Wine Folly
- Company type: Private
- Industry: Internet
- Founded: October 25, 2011, in Seattle, Washington
- Headquarters: Seattle, Washington
- Number of employees: 2
- Website: winefolly.com

= Wine Folly =

Wine-themed website

Wine Folly is a website founded in October 2011 by Madeline Puckette and developer Justin Hammack. The website was found and is headquartered in Seattle, Washington. The website is an educational wine blog that publishes articles, videos, courses, and infographics to help simplify wine and educate readers.

The website was also made into two books. The first one is called Wine Folly Paperback, published on September 22, 2015, as an illustrated version which has been called 'The best introductory book on wine to come along in years' by The Washington Post. The second one, Wine Folly: Magnum Edition, was a hardback version published on September 25, 2018, as the expanded wine guide from the creators of Wine Folly, packed with new information for devotees and newbies alike. This book was also awarded the James Beard award.

== History ==
Madeline Puckette studied graphic design at California Institute of the Arts.

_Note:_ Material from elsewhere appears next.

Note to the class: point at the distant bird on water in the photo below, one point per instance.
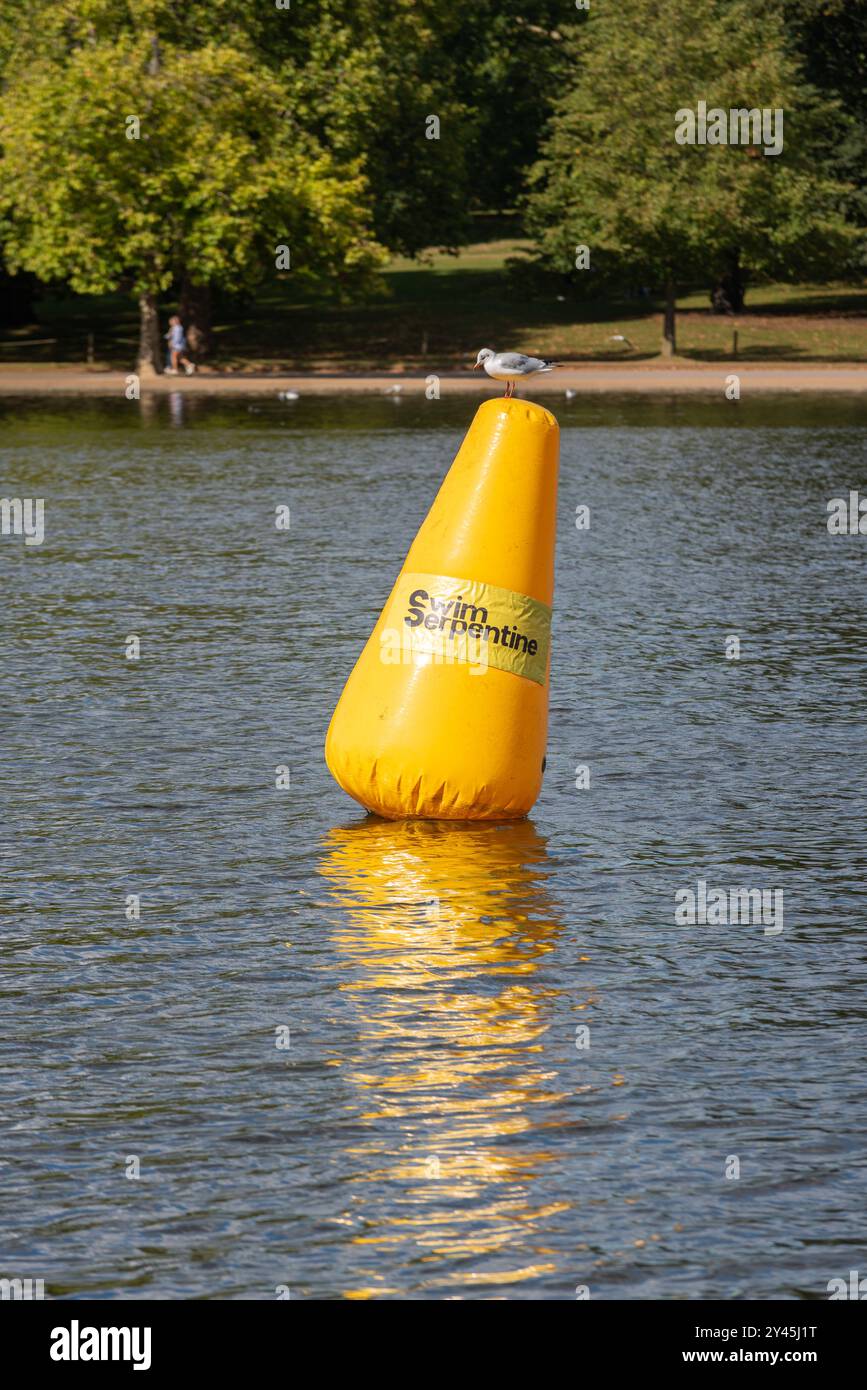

At age 27, she began working at a wine tasting room in Reno, Nevada, and took the Court of Master Sommeliers' certification exam.

Using content from the blog, Puckette and Hammack wrote a reference guide, Wine Folly: The Essential Guide to Wine, published by Avery in 2015. In November 2015, the book was included in The New York Times Best Seller list for food and diet books.

In 2017, Puckette embarked on a book tour for Wine Folly: The Essential Guide to Wine making stops at several wineries in Washington. The Washington Post characterized the book as "the best introductory book on wine to come along in years".

In 2018, the release of, Wine Folly: Magnum Edition, The Master Guide was prepared and issued for sale to the public. Wine writer Keith Wallace recommended that readers include the blog in their list of "Eleven Wine Blogs to Follow."

In 2019, Wine Folly united with the Global Wine Database, forming the entity known as Folly Enterprises.

In 2022, Wine Folly partnered with Paso Robles Wine Country Alliance and created a Paso Robles Region guide.